CONCLUSIONS: It may be possible to prevent nephrotoxicity by adding ATP + Benidipine or ATP to 5-FU treatment.
摘要:
目的:在本研究中,三磷酸腺苷(ATP)的保护作用,贝尼地平,在大鼠中研究了拉西地平对5-氟尿嘧啶(5-FU)引起的潜在肾脏损害的影响。
方法:将48只大鼠随机分为8组:5-FU(FUG),ATP+5-FU(AFU),贝尼地平+5-FU(BFU),拉西地平+5-FU(LFU),ATP+贝尼地平+5-FU(ABFU),ATP+拉西地平+5-FU(ALFU)和贝尼地平+拉西地平+5-FU(BLFU)。在10天的时间里,腹膜内给予ATP(4mg/kg),和贝尼地平(4mg/kg)和拉西地平(4mg/kg)每天一次口服给药。在第1、3和5天,在给药1小时后腹膜内施用5-FU(100mg/kg)。之后,老鼠被安乐死,肾脏组织被切除。丙二醛的分析,总谷胱甘肽,超氧化物歧化酶,过氧化氢酶在组织上进行,以及组织病理学检查。对血液样品进行肌酐和血尿素氮分析。
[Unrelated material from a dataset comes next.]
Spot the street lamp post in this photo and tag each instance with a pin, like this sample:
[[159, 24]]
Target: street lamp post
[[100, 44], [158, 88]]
结果:发现5-FU降低了总谷胱甘肽的含量,超氧化物歧化酶,和大鼠肾脏组织中的过氧化氢酶活性和丙二醛增加。Further,血清肌酐和血尿素氮水平升高,以及肾组织的组织病理学检查,在5-FU组中发现。ATP贝尼地平和ATP治疗在预防5-FU诱导的生化和组织病理学变化方面最有效。贝尼地平治疗改善了生化和组织病理学数据,但与用ATP+贝尼地平和ATP治疗的程度不同。作为拉西地平+ATP组合的结果,5-FU诱导的肾组织生化改变被部分抑制,但组织病理学损伤程度保持不变。贝尼地平拉西地平和拉西地平均未显示出对生化变化和组织病理学损伤的保护作用。
结论:可能通过在5-FU治疗中加入ATP+贝尼地平或ATP来预防肾毒性。
方法:将48只大鼠随机分为8组:5-FU(FUG),ATP+5-FU(AFU),贝尼地平+5-FU(BFU),拉西地平+5-FU(LFU),ATP+贝尼地平+5-FU(ABFU),ATP+拉西地平+5-FU(ALFU)和贝尼地平+拉西地平+5-FU(BLFU)。在10天的时间里,腹膜内给予ATP(4mg/kg),和贝尼地平(4mg/kg)和拉西地平(4mg/kg)每天一次口服给药。在第1、3和5天,在给药1小时后腹膜内施用5-FU(100mg/kg)。之后,老鼠被安乐死,肾脏组织被切除。丙二醛的分析,总谷胱甘肽,超氧化物歧化酶,过氧化氢酶在组织上进行,以及组织病理学检查。对血液样品进行肌酐和血尿素氮分析。
结果:发现5-FU降低了总谷胱甘肽的含量,超氧化物歧化酶,和大鼠肾脏组织中的过氧化氢酶活性和丙二醛增加。Further,血清肌酐和血尿素氮水平升高,以及肾组织的组织病理学检查,在5-FU组中发现。ATP贝尼地平和ATP治疗在预防5-FU诱导的生化和组织病理学变化方面最有效。贝尼地平治疗改善了生化和组织病理学数据,但与用ATP+贝尼地平和ATP治疗的程度不同。作为拉西地平+ATP组合的结果,5-FU诱导的肾组织生化改变被部分抑制,但组织病理学损伤程度保持不变。贝尼地平拉西地平和拉西地平均未显示出对生化变化和组织病理学损伤的保护作用。
结论:可能通过在5-FU治疗中加入ATP+贝尼地平或ATP来预防肾毒性。